Brauchtum Kostüme, Klüngel und Kurioses beim jecken Treiben
Köln · In diesem Jahr ist beim Karneval durch die Corona-Pandemie vieles anders als sonst. Sitzungen und Partys müssen genauso ausfallen wie Umzüge oder das Feiern in der Kneipe. Das schmerzt besonders bei einem Brauchtum, das gerade im Rheinland eine jahrhundertelange Tradition hat, und das fester Bestandteil der eigenen Identität ist.
Dabei hat der Karneval zwischen Bonn, Köln und Düsseldorf viele Facetten und ist so bunt wie das Kostüm eines Lappenclowns. In Köln, Bonn und Aachen sagt man „Alaaf“ und in der Domstadt verbrennt in der Nacht zu Aschermittwoch den Nubbel. In Düsseldorf und Mainz heißt es „Helau“ und die Session startet in der Landeshauptstadt am Elften im Elften mit dem Hoppeditz.
Warum das so ist, weiß der Karnevalsexperte Günter Schenk, der in seinem Buch „Karneval in R(h)einkultur“ mit historischen Illustrationen und aktuellen Reportagefotografien die abwechslungsreiche Geschichte närrischer Bräuche vom Mummenschanz der Antike bis zu den heutigen Partyevents oder alternativen Formaten wie der Stunksitzung erzählt. Der Karneval ist dabei immer ein lebendiges Weltkulturerbe geblieben.
„Der Karneval übersteht auch
die Pandemie unbeschadet“
Der Autor begeistert sich seit Jahrzehnten für das Thema. Als Spezialist für närrische Bräuche hat er 2011 den Kulturpreis der Deutschen Fastnacht erhalten.
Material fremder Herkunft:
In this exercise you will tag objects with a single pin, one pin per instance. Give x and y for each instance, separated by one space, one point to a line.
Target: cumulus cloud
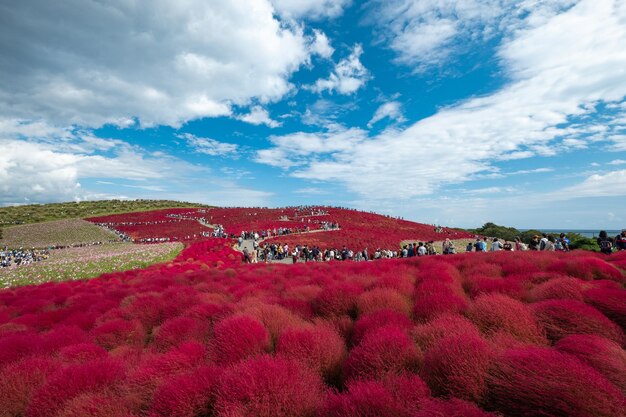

Und er ist davon überzeugt, dass der Karneval auch die schwierige Zeit der Pandemie unbeschadet überstehen wird: „Weil Karneval Kultur ist, wird er jedes Jahr neu erblühen, solange es die Menschen wollen.“ Schließlich habe der Karneval in der Vergangenheit auch die Pest, große Grippe-Pandemien und Weltkriege überdauert.
Im Buch geht es um das närrische Rüstzeit mit den Narrenrufen wie „Helau“ und „Alaaf“, der jecken Zahl 11 und den Kostümen. Beleuchtet wird vom Autor die gesamte fünfte Jahreszeit vom Elften im Elften, der in Köln besonders groß gefeiert wird, über die kurze weihnachtliche Pause bis zum Sitzungskarneval und den jecken Feiertagen Weiberfastnacht, Rosenmontag und Veilchendienstag. Und am Aschermittwoch ist alles vorbei.
Thema sind zudem die Säulen des rheinischen Karnevals wie Umzüge, Sitzungen, Musik und Tanz. Der Blick fällt auf die Traditionskorps und Garden, die das Rückgrat des Straßenkarnevals darstellen. Ins Blickfeld geraten die kölschen Funken genauso wie die Regimentstöchter als einzige Frauen in der Männerbastion. Erzählt wird die Geschichte der Umzüge, aber auch die des Sitzungskarnevals, der das jecke Treiben auf die Bühne bringt. Bei der Musik reicht das Spektrum vom Marsch über die alten Lieder und den Schlager bis zum rockigen Hit.
Erzählt wird auch die lange Geschichte des närrischen Treibens vom Teufelswerk Mummenschanz in der Antike über den Narren im Mittelalter, wo die Fastnacht mit der Fastenzeit geboren wird. Später verdrängt der Carneval am Rhein die Fastnacht. 1823 feiert der Rosenmontagszug seine Weltpremiere. Später prägen die Weltkriege und die NS-Terrorherrschaft das närrische Treiben bis schließlich die heutige Form des Karnevals sich aus den Ruinen des Kriegs entwickelt und zum Weltkulturerbe wird.
Günter Schenk: Karneval in R(h)einkultur. Zwischen Mummenschanz und Stunksitzung, Droste Verlag, 288 Seiten, 39 Euro.